Many employees who see wrongdoing in their companies try to navigate the crisis by sounding the alarm inside the company. They go to their supervisor, or maybe further up the ladder.
But if you do that for a securities law violation and then get fired in retaliation, the Supreme Court now says you cannot expect whistleblower protection under the securities laws. Instead, the Supreme Court ruled last week, you can only be considered a whistleblower if you have first gone to the SEC with your allegations.
In Digital Realty Trust, Inc. v. Somers (2018), the Supreme Court considered whether a man who tried to resolve securities law violations "in house" could be protected under the whistleblower protections of the Sarbanes-Oxley Act or the Dodd Frank Act.
But the whole point of the whistleblower provision in Dodd-Frank is to urge whistleblowers to come forward and alert the SEC, the Supreme Court ruled. In fact, someone cannot even properly be considered a whistleblower until they have blown the whistle to the SEC, the court ruled.

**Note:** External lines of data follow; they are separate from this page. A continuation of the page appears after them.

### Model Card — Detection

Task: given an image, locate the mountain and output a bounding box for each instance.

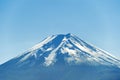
[0,33,120,80]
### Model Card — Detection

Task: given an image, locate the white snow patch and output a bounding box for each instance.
[62,37,67,42]
[46,47,53,51]
[66,43,73,48]
[63,47,77,56]
[19,50,38,62]
[44,37,66,66]
[70,38,98,56]
[62,47,81,63]
[44,52,56,66]
[30,36,56,51]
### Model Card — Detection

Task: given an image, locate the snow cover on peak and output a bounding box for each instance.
[44,37,66,66]
[29,33,72,51]
[8,33,120,67]
[30,35,56,51]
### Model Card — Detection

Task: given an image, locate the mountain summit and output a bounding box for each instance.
[0,33,120,80]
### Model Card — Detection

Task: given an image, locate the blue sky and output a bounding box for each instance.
[0,0,120,64]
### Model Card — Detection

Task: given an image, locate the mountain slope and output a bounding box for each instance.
[0,33,120,80]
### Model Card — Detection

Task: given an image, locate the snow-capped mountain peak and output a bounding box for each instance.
[30,33,72,51]
[1,33,120,80]
[2,33,120,67]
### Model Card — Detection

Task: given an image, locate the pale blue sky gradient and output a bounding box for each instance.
[0,0,120,64]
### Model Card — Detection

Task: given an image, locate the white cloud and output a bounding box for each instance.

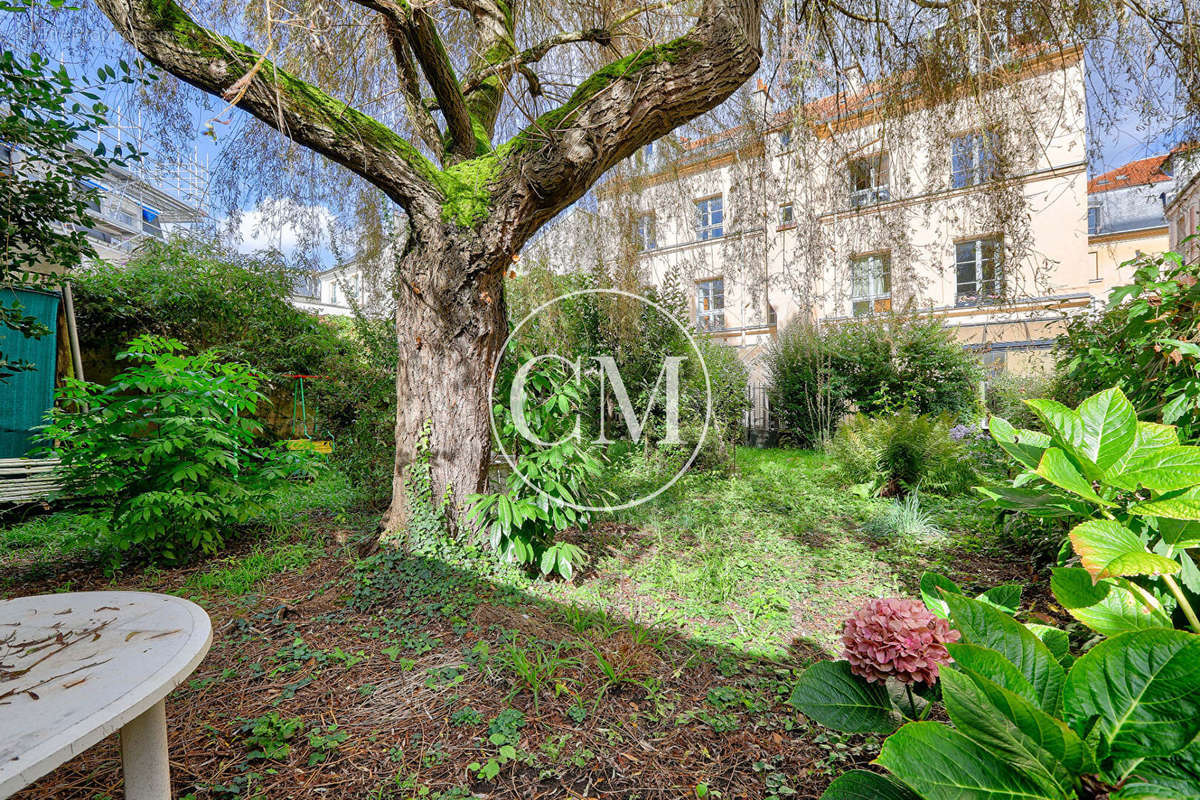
[225,197,339,257]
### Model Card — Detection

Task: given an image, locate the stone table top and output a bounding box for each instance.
[0,591,212,798]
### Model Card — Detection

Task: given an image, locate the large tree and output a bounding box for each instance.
[81,0,1195,536]
[89,0,764,533]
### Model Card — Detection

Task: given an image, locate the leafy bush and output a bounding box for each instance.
[0,46,144,377]
[72,237,347,381]
[765,320,848,447]
[1052,248,1200,439]
[829,316,983,420]
[827,411,973,497]
[467,355,608,579]
[506,264,744,472]
[310,311,397,506]
[768,316,983,445]
[980,385,1200,634]
[651,335,750,473]
[37,336,312,563]
[791,582,1200,800]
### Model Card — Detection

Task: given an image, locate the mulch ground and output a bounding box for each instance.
[3,513,1039,800]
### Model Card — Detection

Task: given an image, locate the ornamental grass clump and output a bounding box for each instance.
[841,597,959,685]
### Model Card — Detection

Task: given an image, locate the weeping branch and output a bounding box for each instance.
[92,0,445,219]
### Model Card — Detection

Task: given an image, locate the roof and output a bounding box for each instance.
[1088,155,1170,194]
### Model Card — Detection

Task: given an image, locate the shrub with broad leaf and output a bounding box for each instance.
[467,353,611,580]
[980,385,1200,635]
[790,580,1200,799]
[36,335,315,563]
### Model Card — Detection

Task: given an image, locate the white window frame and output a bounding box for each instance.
[696,278,725,331]
[955,237,1004,306]
[1087,205,1101,235]
[778,203,795,226]
[695,195,724,241]
[634,212,657,251]
[951,131,999,189]
[849,153,890,207]
[850,253,891,316]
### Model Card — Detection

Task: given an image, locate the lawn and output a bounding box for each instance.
[0,448,1029,800]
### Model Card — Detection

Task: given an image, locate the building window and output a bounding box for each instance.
[634,213,657,251]
[0,143,12,175]
[955,237,1004,306]
[849,153,890,207]
[767,304,777,325]
[779,129,792,148]
[951,132,998,189]
[696,278,725,331]
[1087,206,1101,235]
[78,178,102,212]
[778,203,795,227]
[142,206,162,237]
[695,195,724,241]
[643,141,655,158]
[850,253,891,316]
[329,281,338,305]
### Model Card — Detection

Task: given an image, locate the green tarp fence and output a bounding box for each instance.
[0,288,60,458]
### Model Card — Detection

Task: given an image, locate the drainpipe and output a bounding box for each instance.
[62,282,85,382]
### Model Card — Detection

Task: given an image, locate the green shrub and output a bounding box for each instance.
[765,320,848,447]
[650,336,749,473]
[980,385,1200,634]
[1052,248,1200,439]
[827,411,972,497]
[310,311,397,506]
[790,581,1200,800]
[467,355,607,580]
[72,237,347,381]
[506,264,743,473]
[827,316,984,419]
[37,335,313,563]
[767,316,983,446]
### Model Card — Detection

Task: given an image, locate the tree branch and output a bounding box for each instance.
[459,0,518,140]
[488,0,764,251]
[350,0,480,161]
[93,0,446,219]
[404,5,481,159]
[380,15,444,154]
[460,28,613,95]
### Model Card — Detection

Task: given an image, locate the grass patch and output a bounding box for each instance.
[0,510,109,568]
[183,541,324,596]
[533,448,905,657]
[0,468,353,592]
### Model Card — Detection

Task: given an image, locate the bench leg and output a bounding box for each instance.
[120,700,170,800]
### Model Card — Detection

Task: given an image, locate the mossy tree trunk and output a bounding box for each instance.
[382,230,508,536]
[94,0,764,539]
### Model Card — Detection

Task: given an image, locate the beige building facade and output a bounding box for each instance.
[570,46,1096,375]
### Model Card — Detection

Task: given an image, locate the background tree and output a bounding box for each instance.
[81,0,766,535]
[0,42,141,378]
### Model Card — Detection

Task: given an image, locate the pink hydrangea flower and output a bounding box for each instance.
[841,597,960,685]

That might seem like a mess for an employee who sees wrongdoing but also doesn't want to make waves or jeopardize his or her career. But the Supreme Court also pointed out that the Dodd-Frank Act protects a whistleblower's anonymity all the way through.
In fact, whistleblowers are rewarded with a share of the proceeds of the violation. And whisteblowers have received hundreds of millions of dollars by blowing the whistle on securities violations, and their identities have never been revealed.
So the lesson is, if you see a potential securities violation, your best bet is to contact a lawyer about whether it is time to go the SEC.